Creates a dict of all the data and then writes it into the file
:param metadata: The meta data
:param timestamp: the timestamp
:param content: the content
:param file_path: The file in which json needs to be written
:return: None
"""
output_dict = dict(metadata=metadata, timestamp=timestamp, content=content)
with open(file_path, 'w') as outfile:
json.dump(output_dict, outfile, sort_keys=True, indent=4, ensure_ascii=False)
def main(input_file_path, output_file_path):
# get a dict from the loaded json
data = get_contents_from_json(input_file_path)

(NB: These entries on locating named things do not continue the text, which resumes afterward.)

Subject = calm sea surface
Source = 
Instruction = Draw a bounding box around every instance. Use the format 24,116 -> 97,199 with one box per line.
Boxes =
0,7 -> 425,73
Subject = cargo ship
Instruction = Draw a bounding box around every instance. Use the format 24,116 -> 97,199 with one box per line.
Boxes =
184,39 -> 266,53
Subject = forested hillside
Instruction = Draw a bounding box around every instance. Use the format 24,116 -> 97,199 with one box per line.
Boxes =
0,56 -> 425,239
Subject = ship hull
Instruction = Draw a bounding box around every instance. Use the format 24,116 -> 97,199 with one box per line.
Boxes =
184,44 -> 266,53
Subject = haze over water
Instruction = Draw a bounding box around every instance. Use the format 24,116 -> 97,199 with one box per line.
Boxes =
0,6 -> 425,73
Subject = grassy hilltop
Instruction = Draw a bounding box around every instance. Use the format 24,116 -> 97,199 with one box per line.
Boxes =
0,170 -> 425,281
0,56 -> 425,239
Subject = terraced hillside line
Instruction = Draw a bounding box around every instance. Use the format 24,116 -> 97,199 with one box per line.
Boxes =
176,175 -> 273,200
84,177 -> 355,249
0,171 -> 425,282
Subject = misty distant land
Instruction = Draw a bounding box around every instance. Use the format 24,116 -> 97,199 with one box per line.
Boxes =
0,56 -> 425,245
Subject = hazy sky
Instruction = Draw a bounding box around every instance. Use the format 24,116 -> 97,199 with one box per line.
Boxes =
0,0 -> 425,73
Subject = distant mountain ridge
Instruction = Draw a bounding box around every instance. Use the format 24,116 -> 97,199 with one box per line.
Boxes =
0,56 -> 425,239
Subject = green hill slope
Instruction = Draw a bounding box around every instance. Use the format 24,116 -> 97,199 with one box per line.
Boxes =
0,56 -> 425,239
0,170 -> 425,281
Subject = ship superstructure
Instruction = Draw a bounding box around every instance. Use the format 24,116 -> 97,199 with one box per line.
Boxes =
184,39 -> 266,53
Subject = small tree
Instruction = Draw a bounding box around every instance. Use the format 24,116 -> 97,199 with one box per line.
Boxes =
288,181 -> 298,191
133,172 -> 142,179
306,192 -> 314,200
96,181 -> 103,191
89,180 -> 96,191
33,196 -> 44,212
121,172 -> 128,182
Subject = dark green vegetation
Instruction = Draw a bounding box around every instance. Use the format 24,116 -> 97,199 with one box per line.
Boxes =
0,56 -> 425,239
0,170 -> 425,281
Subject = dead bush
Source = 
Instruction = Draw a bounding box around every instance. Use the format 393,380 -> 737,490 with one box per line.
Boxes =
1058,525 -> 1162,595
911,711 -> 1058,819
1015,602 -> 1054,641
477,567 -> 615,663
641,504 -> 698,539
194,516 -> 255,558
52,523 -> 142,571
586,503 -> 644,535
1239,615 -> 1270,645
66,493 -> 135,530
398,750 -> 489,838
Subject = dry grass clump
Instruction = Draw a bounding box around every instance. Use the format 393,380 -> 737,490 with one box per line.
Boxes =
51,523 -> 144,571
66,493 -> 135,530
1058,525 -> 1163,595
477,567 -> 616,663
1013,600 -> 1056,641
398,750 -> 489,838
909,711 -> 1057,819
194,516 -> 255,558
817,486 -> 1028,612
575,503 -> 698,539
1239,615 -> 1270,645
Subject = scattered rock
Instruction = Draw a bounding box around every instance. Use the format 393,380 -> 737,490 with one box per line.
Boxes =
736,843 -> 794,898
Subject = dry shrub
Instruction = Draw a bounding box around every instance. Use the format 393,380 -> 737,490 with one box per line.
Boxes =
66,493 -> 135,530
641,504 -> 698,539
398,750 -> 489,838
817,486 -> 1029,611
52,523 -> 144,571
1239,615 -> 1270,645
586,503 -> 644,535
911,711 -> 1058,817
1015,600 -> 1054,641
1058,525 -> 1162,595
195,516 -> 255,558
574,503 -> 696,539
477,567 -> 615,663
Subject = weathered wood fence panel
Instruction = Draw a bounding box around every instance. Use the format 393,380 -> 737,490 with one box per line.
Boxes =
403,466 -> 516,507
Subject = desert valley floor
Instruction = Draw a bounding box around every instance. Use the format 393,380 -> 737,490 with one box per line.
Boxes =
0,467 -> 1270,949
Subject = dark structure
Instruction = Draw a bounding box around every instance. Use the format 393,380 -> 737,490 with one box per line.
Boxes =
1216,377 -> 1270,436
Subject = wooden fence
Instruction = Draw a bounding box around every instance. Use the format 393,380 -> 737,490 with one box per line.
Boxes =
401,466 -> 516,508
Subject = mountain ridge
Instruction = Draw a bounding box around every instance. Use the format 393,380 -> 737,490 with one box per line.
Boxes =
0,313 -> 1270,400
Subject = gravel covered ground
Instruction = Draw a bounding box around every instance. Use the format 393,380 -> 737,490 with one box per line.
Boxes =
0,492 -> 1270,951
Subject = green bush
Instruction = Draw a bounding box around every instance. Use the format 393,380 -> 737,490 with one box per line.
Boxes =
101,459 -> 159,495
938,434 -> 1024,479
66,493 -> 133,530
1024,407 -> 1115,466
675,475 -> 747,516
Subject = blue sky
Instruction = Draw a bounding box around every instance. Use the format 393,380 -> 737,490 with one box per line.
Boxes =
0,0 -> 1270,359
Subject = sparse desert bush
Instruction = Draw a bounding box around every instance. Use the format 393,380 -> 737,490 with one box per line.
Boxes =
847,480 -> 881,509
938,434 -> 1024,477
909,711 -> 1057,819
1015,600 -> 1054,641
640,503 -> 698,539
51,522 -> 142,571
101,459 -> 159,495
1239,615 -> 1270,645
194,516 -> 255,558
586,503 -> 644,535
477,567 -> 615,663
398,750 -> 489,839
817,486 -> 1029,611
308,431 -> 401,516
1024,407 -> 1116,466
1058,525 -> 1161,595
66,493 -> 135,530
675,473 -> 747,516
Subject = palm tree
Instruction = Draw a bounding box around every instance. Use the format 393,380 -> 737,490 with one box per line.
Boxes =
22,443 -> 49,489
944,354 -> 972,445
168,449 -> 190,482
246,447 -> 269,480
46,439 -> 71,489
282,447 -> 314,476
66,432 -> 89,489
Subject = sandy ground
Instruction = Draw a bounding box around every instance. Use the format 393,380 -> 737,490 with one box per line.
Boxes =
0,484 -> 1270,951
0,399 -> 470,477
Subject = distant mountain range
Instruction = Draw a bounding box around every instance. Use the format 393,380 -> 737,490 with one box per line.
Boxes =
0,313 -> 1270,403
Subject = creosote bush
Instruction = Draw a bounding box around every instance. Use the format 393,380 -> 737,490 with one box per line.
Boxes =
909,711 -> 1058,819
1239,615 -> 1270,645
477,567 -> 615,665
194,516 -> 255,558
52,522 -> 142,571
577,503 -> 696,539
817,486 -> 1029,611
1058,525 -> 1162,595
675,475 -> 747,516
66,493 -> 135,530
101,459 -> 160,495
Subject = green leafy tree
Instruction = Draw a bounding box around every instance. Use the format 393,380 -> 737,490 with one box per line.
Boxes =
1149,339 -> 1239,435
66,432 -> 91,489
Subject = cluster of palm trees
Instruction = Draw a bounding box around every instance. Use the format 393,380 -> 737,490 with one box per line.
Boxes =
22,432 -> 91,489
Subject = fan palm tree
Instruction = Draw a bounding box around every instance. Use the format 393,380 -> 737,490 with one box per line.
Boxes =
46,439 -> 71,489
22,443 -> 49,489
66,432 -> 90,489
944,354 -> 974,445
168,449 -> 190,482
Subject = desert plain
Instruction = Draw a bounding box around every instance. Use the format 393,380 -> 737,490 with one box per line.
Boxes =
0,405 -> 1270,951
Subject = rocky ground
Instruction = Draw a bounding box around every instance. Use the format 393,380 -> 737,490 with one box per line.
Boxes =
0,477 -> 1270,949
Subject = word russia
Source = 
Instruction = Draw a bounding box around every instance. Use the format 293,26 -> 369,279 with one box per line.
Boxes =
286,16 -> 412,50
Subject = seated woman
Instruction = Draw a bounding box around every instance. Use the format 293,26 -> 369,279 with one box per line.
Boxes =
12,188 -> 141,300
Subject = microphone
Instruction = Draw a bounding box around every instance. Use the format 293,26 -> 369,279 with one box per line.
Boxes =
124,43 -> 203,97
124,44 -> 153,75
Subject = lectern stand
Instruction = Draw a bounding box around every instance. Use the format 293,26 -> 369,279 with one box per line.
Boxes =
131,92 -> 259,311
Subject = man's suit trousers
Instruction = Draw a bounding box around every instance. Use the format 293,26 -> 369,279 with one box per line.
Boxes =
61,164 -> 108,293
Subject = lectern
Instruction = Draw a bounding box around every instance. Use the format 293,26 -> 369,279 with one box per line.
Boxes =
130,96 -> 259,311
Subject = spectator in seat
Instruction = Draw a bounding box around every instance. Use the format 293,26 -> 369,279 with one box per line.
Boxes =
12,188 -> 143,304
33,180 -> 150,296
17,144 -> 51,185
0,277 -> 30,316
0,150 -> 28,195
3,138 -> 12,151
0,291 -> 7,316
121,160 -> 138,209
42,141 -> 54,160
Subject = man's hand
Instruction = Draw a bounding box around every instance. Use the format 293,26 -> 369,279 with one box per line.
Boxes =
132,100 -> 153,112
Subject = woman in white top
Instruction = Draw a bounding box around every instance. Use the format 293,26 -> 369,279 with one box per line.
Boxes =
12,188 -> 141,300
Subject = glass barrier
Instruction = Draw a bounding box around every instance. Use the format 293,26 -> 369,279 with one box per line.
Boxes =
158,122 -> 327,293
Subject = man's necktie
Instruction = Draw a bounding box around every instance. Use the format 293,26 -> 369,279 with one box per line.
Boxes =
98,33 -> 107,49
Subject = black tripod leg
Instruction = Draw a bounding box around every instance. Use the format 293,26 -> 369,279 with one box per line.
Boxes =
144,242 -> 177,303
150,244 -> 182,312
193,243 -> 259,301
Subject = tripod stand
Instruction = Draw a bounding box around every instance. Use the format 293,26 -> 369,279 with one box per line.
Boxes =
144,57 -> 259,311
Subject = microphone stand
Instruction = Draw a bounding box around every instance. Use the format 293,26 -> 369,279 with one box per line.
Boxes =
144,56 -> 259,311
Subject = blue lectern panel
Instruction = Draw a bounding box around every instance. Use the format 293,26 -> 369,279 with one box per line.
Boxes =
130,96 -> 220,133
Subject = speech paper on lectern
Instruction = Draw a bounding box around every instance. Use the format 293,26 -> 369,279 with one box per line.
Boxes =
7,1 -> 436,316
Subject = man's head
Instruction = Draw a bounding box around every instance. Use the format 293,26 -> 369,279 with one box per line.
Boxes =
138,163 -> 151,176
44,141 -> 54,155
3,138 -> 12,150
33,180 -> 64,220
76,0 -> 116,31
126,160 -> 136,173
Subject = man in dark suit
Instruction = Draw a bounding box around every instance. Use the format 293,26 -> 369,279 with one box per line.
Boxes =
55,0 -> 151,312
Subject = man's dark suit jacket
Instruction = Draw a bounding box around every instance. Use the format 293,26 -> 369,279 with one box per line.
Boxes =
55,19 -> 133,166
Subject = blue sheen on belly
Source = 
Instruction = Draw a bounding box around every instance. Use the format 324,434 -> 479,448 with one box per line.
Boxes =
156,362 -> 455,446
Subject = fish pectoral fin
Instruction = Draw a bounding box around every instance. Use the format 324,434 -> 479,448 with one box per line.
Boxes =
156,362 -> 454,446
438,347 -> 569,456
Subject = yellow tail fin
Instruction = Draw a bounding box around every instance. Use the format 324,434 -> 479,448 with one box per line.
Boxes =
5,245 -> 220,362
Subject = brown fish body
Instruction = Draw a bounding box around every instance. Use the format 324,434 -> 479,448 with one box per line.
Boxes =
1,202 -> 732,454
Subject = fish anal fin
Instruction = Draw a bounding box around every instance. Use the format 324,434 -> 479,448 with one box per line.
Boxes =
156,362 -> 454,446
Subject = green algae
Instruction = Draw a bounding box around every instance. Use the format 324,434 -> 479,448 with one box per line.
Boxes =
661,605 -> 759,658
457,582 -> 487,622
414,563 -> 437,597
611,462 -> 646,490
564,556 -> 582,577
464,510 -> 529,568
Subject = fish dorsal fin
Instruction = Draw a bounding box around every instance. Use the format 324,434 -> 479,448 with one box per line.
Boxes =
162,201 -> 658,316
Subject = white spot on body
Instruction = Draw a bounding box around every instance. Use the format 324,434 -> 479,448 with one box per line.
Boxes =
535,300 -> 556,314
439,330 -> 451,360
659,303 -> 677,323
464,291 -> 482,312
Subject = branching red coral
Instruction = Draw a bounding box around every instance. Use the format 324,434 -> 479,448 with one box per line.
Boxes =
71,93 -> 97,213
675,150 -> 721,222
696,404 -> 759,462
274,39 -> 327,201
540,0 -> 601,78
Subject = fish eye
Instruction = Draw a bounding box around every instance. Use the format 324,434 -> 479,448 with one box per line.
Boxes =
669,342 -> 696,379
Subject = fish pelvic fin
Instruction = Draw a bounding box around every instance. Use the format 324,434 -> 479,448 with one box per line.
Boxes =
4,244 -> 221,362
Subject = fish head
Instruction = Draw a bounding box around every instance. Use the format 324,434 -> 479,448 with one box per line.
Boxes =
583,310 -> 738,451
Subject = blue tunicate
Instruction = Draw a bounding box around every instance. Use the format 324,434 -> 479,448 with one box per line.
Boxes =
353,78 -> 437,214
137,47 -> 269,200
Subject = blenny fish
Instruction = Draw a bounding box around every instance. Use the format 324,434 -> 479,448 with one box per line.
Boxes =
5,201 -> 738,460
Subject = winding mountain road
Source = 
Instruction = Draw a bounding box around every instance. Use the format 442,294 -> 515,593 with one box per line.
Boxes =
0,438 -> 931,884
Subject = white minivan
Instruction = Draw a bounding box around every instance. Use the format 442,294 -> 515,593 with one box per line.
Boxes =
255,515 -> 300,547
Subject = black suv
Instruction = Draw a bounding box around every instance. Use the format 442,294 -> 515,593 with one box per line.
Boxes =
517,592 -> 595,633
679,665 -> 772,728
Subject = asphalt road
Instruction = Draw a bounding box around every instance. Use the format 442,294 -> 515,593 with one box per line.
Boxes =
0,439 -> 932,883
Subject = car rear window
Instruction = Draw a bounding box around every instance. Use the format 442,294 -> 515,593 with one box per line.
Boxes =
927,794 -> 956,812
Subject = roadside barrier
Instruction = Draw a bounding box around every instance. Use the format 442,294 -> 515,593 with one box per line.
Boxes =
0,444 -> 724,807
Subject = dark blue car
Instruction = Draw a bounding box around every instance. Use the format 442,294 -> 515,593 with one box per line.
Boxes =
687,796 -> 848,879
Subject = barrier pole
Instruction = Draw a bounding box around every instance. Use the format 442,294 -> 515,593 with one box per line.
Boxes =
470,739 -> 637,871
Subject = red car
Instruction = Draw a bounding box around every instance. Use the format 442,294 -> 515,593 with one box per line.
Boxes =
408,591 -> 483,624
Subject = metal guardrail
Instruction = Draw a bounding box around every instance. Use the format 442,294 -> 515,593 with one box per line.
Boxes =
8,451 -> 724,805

# the print() supports multiple args so you don't need multiple print statements
print('JSON:', json.dumps(data), 'Loaded JSON as dict:', data, sep='\n')
try:
# load your data from the dict instead of the methods since it's more pythonic
metadata = data['metadata']
timestamp = data['timestamp']
content = data['content']
# just cumulating your print statements
print("Metadata:", metadata, "Timestamp:", timestamp, "Content:", content, sep='\n')
# write your json to the file.
write_to_json_file(metadata, timestamp, content, output_file_path)
except KeyError:
print('Could not find proper keys to in the provided json')
except TypeError:
print('There is something wrong with the loaded data')
if __name__ == '__main__':
main('stack.json', 'stack-out.json')
Advantages of the above code:
More Modular and hence easily unit testable
Handling of exceptions
Readable
More pythonic
Comments because they are just awesome!